A Tall Tale

At 65, I am in the 99th height percentile for women in the United States.

Zoe MacDiarmid

At 6’5, I am in the 99th height percentile for women in the United States.

Jeans never reach my ankles.

As a 6’5 girl, I’m an anomaly. An odd sight to see. Oftentimes, people’s eyes will scan me, their heads tilting up, then down, then back up. Some will whisper to their friends, whereas some kids will blurt out: “Are you the tallest person ever?” (I have had many kids ask me that.)

Other times, people are more confrontational. It is not uncommon for people to approach me in public and start a conversation. Most of the time I admire their courage and will engage, even though I get the same questions and reactions every time. 

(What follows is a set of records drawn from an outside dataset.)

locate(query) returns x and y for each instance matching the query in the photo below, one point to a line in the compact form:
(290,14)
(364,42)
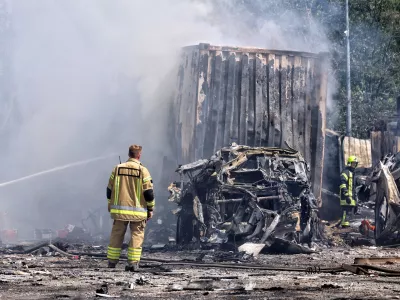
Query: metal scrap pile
(247,194)
(383,187)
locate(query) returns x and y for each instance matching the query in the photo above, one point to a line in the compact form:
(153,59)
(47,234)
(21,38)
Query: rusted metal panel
(251,96)
(320,86)
(244,98)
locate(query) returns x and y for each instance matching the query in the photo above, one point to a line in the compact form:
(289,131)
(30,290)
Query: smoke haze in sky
(91,77)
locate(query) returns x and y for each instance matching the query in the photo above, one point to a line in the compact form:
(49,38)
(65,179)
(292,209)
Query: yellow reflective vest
(127,183)
(347,188)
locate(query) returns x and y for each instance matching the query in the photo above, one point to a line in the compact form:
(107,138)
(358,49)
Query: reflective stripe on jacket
(347,188)
(127,182)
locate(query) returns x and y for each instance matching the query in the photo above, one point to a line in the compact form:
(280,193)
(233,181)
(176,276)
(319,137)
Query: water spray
(55,169)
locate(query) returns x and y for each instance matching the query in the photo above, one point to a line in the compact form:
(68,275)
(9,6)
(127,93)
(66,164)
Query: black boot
(357,210)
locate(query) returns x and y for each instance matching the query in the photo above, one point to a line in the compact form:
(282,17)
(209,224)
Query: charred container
(254,97)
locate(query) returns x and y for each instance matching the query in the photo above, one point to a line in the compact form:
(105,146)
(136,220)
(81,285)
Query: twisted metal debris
(246,194)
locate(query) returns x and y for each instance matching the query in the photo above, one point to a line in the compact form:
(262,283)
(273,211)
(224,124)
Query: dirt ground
(56,277)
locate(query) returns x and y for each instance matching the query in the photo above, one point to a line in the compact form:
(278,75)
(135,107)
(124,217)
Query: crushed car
(247,194)
(382,190)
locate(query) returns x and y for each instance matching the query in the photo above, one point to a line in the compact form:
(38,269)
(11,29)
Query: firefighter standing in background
(131,202)
(348,195)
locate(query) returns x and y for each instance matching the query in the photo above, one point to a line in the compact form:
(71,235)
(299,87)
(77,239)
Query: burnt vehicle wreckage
(246,194)
(381,190)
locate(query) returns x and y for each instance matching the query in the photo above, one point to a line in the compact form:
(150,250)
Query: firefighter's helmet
(352,159)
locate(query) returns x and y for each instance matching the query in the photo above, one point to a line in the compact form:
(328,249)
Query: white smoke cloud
(87,76)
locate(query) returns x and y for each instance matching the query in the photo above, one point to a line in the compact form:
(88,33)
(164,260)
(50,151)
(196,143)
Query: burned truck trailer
(250,96)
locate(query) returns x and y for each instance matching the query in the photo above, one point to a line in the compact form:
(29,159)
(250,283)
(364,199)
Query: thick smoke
(91,77)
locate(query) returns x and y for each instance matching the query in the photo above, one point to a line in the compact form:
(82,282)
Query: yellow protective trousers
(347,211)
(117,238)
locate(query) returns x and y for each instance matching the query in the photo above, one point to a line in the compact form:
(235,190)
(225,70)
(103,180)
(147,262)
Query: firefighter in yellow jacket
(131,202)
(348,195)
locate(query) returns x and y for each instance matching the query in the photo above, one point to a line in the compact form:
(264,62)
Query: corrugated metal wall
(250,96)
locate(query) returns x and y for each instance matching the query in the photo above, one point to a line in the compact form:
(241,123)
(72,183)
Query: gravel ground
(34,277)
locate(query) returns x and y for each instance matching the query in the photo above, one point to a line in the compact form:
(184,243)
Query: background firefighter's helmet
(352,159)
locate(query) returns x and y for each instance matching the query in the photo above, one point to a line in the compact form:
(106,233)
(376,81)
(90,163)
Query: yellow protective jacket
(128,182)
(347,188)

At this point I have a script: “I’m 6’5. My brother is 6’6 and a half. My dad is 6’1. My mom is 5’8.” But this doesn’t always satisfy everyone’s curiosity. Some will ask about relatives I’ve never met or if I simply drank a lot of milk growing up. A few have tried to diagnose me with disorders that make limbs unusually long. 

Once they know my height, they ask if I play basketball. I don’t. Volleyball? I don’t play that either. Swimmer? No. Runner? Definitely not. 

Some ask about my shoe size. Some ask if I can “give them some of my height.” A few have stood right next to me, on their tippy toes, and were surprised that they still can’t reach past my shoulders. 

Most of the time, I don’t mind these questions or reactions. I understand that people are curious. But sometimes, even well-intended people can strike a nerve. For me, there is one question that I avoid at all costs: “If you could be shorter, would you?”

Last year was the first time I remember being asked this question. I’m not sure why it hadn’t occurred to me before. Of course there have been times where being tall was awkward and an inconvenience. For example, hitting my head every time I’m getting into a car. Or standing next to people who aren’t as tall. But I take issue with this question for a few reasons. 

Firstly, the question is pointless. No matter how much I wish for it, I will never get shorter. I can slouch, but the height is still there. 

Second, I think this question points to a bigger problem. A lot of people expect me to feel awkward at my height. And as I’ve admitted thus far, I do occasionally wish I could blend in, or at least find jeans that reach my ankles. 

But I have found that standing straight up is the best option, because being tall has its upsides, too. Studies show that tall people have an advantage over their short counterparts in terms of leadership. Another study found that taller people are less likely than shorter people to develop type two diabetes. 

And there are more practical everyday reasons to love my height, like always being able to see over crowds or never needing a step stool to reach the top shelf. Or just the feeling of being the tallest person in the room. 

For too long, we have been shown what a girl is supposed to look like: short and thin. Self-esteem issues are very prevalent in young girls, namely because of what mainstream media tells us what companies think is beautiful. 

We shouldn’t be made to want to change fundamental parts of ourselves. We all have features that make us unique. And however cliché it sounds, the best thing we can do is to embrace it. 

That’s why my answer when people ask whether I want to change my height is always a simple but firm: “No.”